As a then still young journalist working at The Times, I had direct experience of a similarly brutal approach to “modernisation” when Rupert Murdoch overnight relocated his newspaper operations to Wapping, leaving the print unions high and dry. Having to cross a screaming picket line of sacked former colleagues was a miserable experience, but I did it nonetheless because the behaviour of the unions in steadfastly refusing much needed reform had been so appalling.
Nor could there be any possible justification for the “Spanish practices” then prevalent, many of them not just morally and operationally indefensible but outright corrupt.
Yet P&O is not quite the same thing. The substitute workers at Wapping tended to be perfectly nice people from much the same background as their sacked predecessors, only previously they had been locked out of such jobs by monopolistic print unions.

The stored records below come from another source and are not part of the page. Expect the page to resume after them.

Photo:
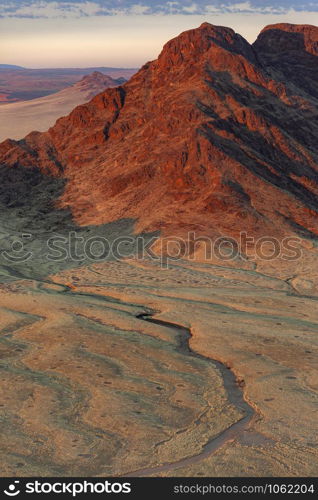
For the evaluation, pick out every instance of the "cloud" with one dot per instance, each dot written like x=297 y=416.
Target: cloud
x=77 y=8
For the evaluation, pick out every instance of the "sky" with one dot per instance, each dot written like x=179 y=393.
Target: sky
x=125 y=33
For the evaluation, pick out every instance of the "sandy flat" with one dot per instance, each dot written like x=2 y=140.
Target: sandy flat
x=98 y=390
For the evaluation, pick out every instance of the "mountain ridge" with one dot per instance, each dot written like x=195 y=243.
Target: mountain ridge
x=209 y=136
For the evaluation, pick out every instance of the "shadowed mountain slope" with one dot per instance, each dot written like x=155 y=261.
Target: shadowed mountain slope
x=215 y=135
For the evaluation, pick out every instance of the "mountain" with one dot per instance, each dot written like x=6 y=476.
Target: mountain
x=25 y=84
x=18 y=119
x=216 y=135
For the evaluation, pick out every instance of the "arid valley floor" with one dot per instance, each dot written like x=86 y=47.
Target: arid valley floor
x=91 y=388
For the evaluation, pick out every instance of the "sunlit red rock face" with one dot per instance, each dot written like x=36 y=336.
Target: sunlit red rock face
x=215 y=135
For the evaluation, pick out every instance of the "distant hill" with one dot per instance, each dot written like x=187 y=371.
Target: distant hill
x=215 y=136
x=23 y=84
x=10 y=66
x=19 y=118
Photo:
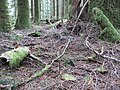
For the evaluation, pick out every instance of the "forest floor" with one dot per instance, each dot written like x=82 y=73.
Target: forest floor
x=91 y=71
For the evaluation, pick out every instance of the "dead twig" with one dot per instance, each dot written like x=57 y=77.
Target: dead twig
x=79 y=16
x=46 y=68
x=100 y=54
x=62 y=52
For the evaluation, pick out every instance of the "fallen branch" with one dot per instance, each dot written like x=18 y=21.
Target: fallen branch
x=97 y=53
x=79 y=16
x=46 y=68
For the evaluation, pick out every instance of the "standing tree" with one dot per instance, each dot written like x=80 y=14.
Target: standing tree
x=32 y=10
x=23 y=18
x=5 y=24
x=37 y=11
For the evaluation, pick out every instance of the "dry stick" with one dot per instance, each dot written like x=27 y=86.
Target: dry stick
x=79 y=16
x=62 y=52
x=40 y=73
x=100 y=54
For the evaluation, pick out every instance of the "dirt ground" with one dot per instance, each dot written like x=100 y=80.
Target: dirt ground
x=49 y=45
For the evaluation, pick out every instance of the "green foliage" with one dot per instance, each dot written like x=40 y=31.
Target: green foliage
x=15 y=37
x=108 y=33
x=15 y=56
x=35 y=34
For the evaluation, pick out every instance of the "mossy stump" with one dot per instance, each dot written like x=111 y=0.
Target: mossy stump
x=108 y=33
x=5 y=23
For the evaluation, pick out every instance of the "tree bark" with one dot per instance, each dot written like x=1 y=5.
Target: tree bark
x=23 y=18
x=37 y=11
x=5 y=24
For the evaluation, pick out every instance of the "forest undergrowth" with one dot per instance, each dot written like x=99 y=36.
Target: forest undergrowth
x=84 y=58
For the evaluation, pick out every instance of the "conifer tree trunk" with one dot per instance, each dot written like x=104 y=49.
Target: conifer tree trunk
x=57 y=9
x=23 y=18
x=5 y=24
x=32 y=9
x=37 y=11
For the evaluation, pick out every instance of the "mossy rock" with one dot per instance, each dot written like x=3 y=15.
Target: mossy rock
x=108 y=33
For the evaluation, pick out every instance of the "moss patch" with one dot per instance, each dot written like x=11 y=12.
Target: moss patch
x=5 y=24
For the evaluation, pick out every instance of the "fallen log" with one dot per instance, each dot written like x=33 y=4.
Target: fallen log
x=108 y=32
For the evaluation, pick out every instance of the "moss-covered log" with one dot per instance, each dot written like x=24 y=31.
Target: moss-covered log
x=108 y=33
x=5 y=24
x=23 y=18
x=111 y=8
x=15 y=56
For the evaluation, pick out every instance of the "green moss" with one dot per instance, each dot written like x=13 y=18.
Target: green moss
x=109 y=33
x=111 y=8
x=5 y=24
x=15 y=56
x=23 y=18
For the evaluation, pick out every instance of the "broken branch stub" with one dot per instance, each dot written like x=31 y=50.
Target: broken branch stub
x=15 y=56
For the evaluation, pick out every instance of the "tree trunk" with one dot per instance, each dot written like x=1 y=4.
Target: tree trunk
x=111 y=8
x=5 y=24
x=32 y=10
x=57 y=9
x=23 y=19
x=37 y=11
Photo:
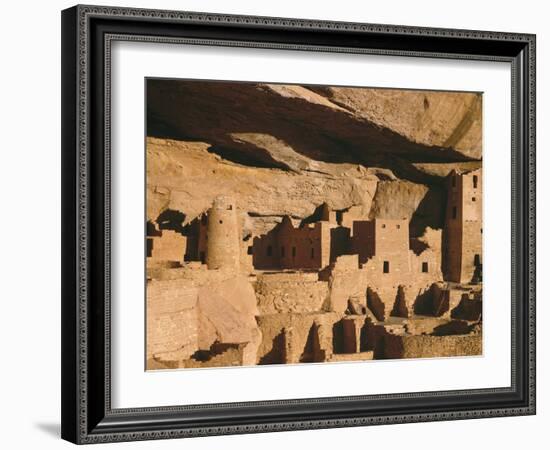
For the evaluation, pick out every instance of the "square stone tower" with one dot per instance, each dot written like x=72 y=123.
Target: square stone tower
x=463 y=227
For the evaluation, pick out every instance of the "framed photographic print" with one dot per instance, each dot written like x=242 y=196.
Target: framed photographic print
x=281 y=224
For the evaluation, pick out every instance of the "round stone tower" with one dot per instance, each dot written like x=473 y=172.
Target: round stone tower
x=222 y=251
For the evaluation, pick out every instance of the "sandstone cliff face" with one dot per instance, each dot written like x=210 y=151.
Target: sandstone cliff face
x=283 y=150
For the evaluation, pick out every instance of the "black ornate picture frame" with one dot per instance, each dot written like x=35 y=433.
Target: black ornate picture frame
x=87 y=35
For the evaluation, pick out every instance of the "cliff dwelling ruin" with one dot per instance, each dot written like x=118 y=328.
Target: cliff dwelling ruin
x=311 y=224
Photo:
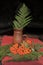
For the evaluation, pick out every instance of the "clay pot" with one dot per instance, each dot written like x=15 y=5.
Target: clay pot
x=17 y=36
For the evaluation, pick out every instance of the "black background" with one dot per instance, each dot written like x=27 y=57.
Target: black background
x=7 y=12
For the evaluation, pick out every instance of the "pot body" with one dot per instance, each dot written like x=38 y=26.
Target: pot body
x=17 y=36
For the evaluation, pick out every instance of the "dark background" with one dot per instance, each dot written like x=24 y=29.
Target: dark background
x=7 y=12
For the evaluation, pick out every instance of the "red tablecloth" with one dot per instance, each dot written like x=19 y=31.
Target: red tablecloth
x=9 y=40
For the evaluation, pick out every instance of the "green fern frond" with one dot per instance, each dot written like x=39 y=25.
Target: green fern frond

I don’t really see the same level of defensive protectionism with the crews who up until this week used to staff P&O Ferries. Certainly they cannot be blamed for the losses incurred as a result of the pandemic, which by the way pale to insignificance set alongside those of many other travel and freight operators.
All companies need to move with the times, but it is hard to imagine Lord Sterling, who once used to head the wider P&O group and did much to modernise the UK fleet in the 1980s and 1990s, behaving in this way.
That’s not to say he wouldn’t have done it, only that he would have done it very differently.